The next example creates a method that uses a StreamGeometry and StreamGeometryContext to define a geometric shape based on specified parameters.

using System;
using System.Windows;
using System.Windows.Controls;
using System.Windows.Media;
using System.Windows.Shapes;

namespace SDKSample
{
    public partial class StreamGeometryExample : Page
    {
        public StreamGeometryExample()
        {
            // Create a path to draw a geometry with.
            Path myPath = new Path();
            myPath.Stroke = Brushes.Black;
            myPath.StrokeThickness = 1;

            // Create a StreamGeometry to use to specify myPath.
            StreamGeometry theGeometry = BuildRegularPolygon(new Point(200, 200), 200, 8, 0);
            theGeometry.FillRule = FillRule.EvenOdd;

            // Freeze the geometry (make it unmodifiable)
            // for additional performance benefits.
            theGeometry.Freeze();

            // Use the StreamGeometry returned by the BuildRegularPolygon to 
            // specify the shape of the path.
            myPath.Data = theGeometry;

            // Add path shape to the UI.
            StackPanel mainPanel = new StackPanel();
            mainPanel.Children.Add(myPath);
            this.Content = mainPanel;
        }

        StreamGeometry BuildRegularPolygon(Point c, double r, int numSides, double offsetDegree)
        {
            // c is the center, r is the radius,
            // numSides the number of sides, offsetDegree the offset in Degrees.
            // Do not add the last point.

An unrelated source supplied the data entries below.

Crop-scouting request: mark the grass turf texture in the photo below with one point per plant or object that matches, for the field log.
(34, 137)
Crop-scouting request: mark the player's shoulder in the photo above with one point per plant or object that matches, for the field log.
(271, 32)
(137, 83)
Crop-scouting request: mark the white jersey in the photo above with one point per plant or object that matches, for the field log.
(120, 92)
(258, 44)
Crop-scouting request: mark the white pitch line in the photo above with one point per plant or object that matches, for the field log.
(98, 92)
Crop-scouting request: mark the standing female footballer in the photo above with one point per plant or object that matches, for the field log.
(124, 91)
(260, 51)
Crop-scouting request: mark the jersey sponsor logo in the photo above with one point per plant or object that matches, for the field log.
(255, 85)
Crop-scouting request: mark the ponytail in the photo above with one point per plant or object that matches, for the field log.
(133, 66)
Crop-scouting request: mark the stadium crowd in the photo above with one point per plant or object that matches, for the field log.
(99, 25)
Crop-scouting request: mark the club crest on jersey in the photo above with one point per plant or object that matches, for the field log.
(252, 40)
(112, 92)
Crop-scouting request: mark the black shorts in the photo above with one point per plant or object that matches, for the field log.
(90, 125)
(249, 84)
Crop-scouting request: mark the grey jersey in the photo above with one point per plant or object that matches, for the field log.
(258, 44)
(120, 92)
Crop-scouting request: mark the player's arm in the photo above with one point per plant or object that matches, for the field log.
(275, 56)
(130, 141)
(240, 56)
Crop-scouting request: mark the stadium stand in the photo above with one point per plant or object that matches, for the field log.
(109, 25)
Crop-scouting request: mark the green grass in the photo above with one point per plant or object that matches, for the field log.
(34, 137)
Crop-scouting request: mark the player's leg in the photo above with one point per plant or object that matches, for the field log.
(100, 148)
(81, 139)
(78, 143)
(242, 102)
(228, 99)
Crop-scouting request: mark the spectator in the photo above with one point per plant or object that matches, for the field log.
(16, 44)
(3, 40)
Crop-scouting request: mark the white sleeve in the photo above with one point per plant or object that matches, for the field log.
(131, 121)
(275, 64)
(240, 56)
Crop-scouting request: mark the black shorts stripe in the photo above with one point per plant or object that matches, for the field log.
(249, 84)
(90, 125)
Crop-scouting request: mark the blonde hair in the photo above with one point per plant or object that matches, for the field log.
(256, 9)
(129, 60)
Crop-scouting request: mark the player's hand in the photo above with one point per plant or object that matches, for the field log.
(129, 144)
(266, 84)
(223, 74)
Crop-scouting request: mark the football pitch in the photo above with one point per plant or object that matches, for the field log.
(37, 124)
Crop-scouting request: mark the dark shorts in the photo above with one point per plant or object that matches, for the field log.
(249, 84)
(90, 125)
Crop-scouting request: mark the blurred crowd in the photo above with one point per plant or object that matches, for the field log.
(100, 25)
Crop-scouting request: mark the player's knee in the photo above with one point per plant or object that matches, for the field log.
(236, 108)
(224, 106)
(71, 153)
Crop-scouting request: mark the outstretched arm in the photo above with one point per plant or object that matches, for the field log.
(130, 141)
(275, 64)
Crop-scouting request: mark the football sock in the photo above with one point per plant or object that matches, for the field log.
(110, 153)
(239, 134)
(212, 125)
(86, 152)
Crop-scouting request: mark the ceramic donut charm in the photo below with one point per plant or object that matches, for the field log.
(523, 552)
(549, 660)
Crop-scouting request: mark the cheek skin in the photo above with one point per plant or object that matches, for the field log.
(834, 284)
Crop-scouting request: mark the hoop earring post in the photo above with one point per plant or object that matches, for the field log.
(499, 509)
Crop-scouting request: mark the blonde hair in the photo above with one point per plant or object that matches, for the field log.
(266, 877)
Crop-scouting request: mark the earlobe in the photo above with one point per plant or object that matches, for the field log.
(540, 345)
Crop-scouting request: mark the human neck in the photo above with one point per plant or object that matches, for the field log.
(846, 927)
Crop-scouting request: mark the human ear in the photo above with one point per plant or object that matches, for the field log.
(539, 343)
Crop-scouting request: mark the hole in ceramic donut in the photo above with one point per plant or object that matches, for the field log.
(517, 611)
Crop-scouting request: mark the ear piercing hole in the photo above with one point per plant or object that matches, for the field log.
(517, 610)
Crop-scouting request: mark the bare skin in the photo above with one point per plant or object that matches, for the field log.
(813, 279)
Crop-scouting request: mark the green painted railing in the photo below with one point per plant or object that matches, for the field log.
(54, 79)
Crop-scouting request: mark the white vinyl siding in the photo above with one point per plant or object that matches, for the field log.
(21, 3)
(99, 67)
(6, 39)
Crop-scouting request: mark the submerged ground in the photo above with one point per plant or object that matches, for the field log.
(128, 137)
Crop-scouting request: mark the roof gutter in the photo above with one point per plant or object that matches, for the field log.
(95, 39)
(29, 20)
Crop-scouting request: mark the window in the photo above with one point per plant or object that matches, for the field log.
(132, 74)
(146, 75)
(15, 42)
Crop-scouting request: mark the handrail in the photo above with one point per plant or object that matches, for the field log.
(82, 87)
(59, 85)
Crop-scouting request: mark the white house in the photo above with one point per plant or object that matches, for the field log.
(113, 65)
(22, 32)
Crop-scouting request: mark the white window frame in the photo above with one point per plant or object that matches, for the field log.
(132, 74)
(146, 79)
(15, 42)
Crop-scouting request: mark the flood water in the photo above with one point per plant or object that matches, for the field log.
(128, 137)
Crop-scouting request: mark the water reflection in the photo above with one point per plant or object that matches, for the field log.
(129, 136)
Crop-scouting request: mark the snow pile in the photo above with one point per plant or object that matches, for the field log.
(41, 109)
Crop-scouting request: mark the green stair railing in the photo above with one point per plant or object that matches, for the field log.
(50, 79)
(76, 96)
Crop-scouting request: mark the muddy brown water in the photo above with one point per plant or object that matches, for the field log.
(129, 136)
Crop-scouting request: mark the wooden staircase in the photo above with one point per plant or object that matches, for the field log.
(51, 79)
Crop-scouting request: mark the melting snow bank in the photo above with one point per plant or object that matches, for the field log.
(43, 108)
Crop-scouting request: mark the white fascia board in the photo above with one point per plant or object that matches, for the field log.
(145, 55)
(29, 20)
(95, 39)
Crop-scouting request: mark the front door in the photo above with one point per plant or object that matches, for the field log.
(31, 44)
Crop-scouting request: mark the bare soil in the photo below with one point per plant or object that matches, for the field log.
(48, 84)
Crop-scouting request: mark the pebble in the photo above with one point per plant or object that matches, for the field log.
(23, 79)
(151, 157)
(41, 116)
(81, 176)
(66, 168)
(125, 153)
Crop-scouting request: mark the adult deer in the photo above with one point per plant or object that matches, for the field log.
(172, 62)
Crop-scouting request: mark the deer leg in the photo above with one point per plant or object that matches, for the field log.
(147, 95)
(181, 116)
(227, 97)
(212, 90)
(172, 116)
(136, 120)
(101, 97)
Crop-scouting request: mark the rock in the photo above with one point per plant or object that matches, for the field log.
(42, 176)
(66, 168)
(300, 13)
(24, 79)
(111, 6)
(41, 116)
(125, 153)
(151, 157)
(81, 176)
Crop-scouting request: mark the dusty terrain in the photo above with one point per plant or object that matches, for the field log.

            StreamGeometry geometry = new StreamGeometry();

            using (StreamGeometryContext ctx = geometry.Open())
            {
                ctx.BeginFigure(new Point(), true /* is filled */, true /* is closed */);

                double step = 2 * Math.PI / Math.Max(numSides, 3);
                Point cur = c;

                double a = Math.PI * offsetDegree / 180.0;
                for (int i = 0; i < numSides; i++, a += step)
                {
                    cur.X = c.X + r * Math.Cos(a);
                    cur.Y = c.Y + r * Math.Sin(a);
                    ctx.LineTo(cur, true /* is stroked */, false /* is smooth join */);
                }
            }

            return geometry;
        }
    }
}

Windows 98, Windows Server 2000 SP4, Windows CE, Windows Millennium Edition, Windows Mobile for Pocket PC, Windows Mobile for Smartphone, Windows Server 2003, Windows XP Media Center Edition, Windows XP Professional x64 Edition, Windows XP SP2, Windows XP Starter Edition

The Microsoft .NET Framework 3.0 is supported on Windows Vista, Microsoft Windows XP SP2, and Windows Server 2003 SP1.